Editor’s note: Halloween, drag shows and Wilde, freeing costumes
November 1, 2019
Halloween costumes originated to help people deal with problems from the other side. In my story on the Buckland Museum of Witchcraft and Magick, curator Steven Intermill discussed how the tradition of dressing up as monsters was originally a way for pagans to fend off evil spirits during the Celtic festival of Samhain.
Now, most people going bar hopping are probably not dressing up in fear of vengeful spirits. Instead, Halloween costumes are now a way to have fun with friends. Dressing in costume is a way of expressing the self by dressing up as something entirely different. Though I will not be in town this weekend, I originally planned on dressing as a medieval plague doctor. It fits my macabre sense of humor and going around a party waving around incense, and occasionally yelling “bring out your dead” in a not-so-subtle ode to a Monty Python character sounds like an incredible time.
But no one has described the sheer joy of wearing a costume perfectly suited to your personality quite as well as Oscar Wilde.
“The beauty of a dress depends entirely and absolutely on the loveliness it shields, and on the freedom and motion that it does not impede,” wrote Wilde in his essay “The Philosophy of Dress.”
Wilde’s argument is that dress should be simultaneously shielding and freeing. It is a shield, since it lacks the total vulnerability of being nude, as there is a barrier between ourselves and the outside world. Yet it should not be a constraining shield, limiting motion and livelihood, which is the reason Wilde hated the constrictive frills of the late 1800s fashion.
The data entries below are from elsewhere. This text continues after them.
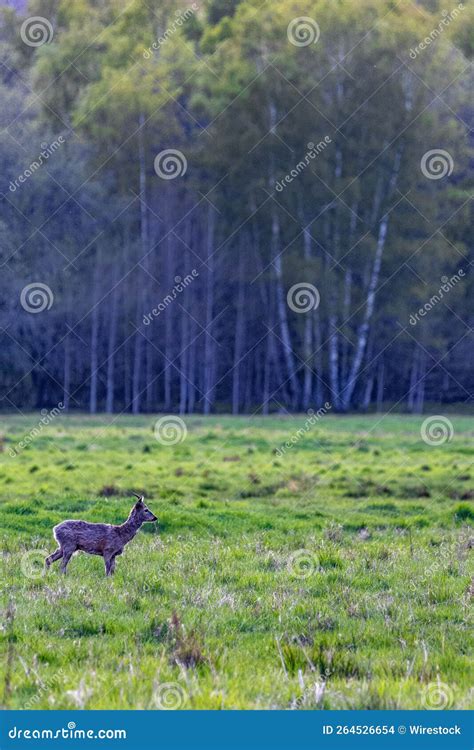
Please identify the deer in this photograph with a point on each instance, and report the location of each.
(105, 539)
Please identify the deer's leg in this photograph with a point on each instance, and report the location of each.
(57, 554)
(67, 554)
(109, 564)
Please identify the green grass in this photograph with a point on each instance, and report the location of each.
(372, 615)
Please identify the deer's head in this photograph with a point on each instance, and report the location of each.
(141, 511)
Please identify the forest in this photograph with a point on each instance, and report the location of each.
(235, 206)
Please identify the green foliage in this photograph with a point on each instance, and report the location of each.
(210, 599)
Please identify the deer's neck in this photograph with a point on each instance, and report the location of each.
(130, 528)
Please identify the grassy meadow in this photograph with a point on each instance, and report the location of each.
(333, 574)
Costuming and clothing can also be a political act. Events like drag shows are an important part of LGBTQ culture and activism. On Saturday, Nov. 2, Case Western Reserve University is hosting a drag show in support of students at John Carroll University (JCU), whose drag show was canceled by the administration because of fears it will cause “divisiveness,” according to a university spokesperson.
A religious group, like the Jesuits who are in charge of JCU, cannot have the license to forcefully push their views on others. The actions of JCU are a violation of freedom of expression. By putting on a drag show, complete with transit for JCU students, CWRU students are helping students express themselves. This drag show is a great way to give students, both at JCU and CWRU, the opportunity to perform when they were robbed by their own institution.
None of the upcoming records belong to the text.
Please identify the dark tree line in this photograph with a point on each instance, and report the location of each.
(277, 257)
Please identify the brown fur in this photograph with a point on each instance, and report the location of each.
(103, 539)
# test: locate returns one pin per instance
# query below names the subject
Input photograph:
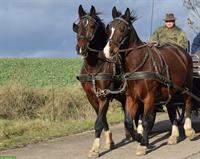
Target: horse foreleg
(101, 122)
(147, 121)
(189, 131)
(130, 112)
(175, 131)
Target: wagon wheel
(180, 112)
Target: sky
(43, 28)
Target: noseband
(118, 44)
(95, 29)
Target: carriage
(137, 75)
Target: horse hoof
(190, 133)
(109, 146)
(128, 137)
(141, 150)
(92, 154)
(172, 140)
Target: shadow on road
(161, 131)
(122, 143)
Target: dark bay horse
(151, 74)
(97, 74)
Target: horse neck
(98, 43)
(134, 39)
(92, 60)
(100, 38)
(133, 59)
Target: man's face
(169, 24)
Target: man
(196, 44)
(169, 33)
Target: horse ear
(114, 12)
(92, 11)
(75, 28)
(127, 14)
(81, 11)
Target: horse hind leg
(189, 131)
(109, 143)
(147, 122)
(173, 139)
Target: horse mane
(99, 20)
(133, 17)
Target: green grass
(31, 110)
(17, 133)
(40, 72)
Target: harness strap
(147, 74)
(88, 77)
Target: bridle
(118, 44)
(95, 29)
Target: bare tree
(194, 18)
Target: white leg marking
(140, 128)
(187, 124)
(175, 131)
(80, 50)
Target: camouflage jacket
(173, 35)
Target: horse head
(119, 32)
(90, 31)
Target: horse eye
(107, 29)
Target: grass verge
(18, 133)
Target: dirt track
(76, 146)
The divisive ideas supposedly espoused by events like JCU’s canceled drag show have largely remained unsaid. There was, however, a 2018 op-ed column claiming the event was a celebration of “sexual perversity,” with fears that it would lead to the “corruption of Catholic youth,” since drag stars are often men performing as women characters. The idea that art by LGBTQ+ people would corrupt children is a trope that has been used to justify censorship and prejudice for generations.
“There is no such thing as an immoral work,” Wilde wrote in his novel “The Picture of Dorian Gray,” rather, “Books are well written, or badly written.”
Wilde himself fell victim to this reasoning when he was put on trial on charges of sodomy and indecency, legal terms for homosexuality in Britain. During the trial, the prosecution used his work to argue against Wilde, claiming his work was immoral and indecent. He did not argue that he was not homosexual. He lost and was thrown in jail for two years.
“It is that deep, spiritual affection that is as pure as it is perfect,” said Wilde at his trial. “It dictates and pervades great works of art like those of Shakespeare and Michelangelo, and those two letters of mine, such as they are. It is in this century misunderstood, so much misunderstood that it may be described as the ‘Love that dare not speak its name,’ and on account of it I am placed where I am now.”
Wilde was always himself, and his attitudes on dress and his defense of himself at his trial exemplify that. It shows how freedom of expression is about the ability to live as one wants to live, as long as it does not harm others.
In honor of Wilde, I hope you wore a costume this Halloween that shielded and freed you, letting yourself explore different aspects of who you are with the people you love.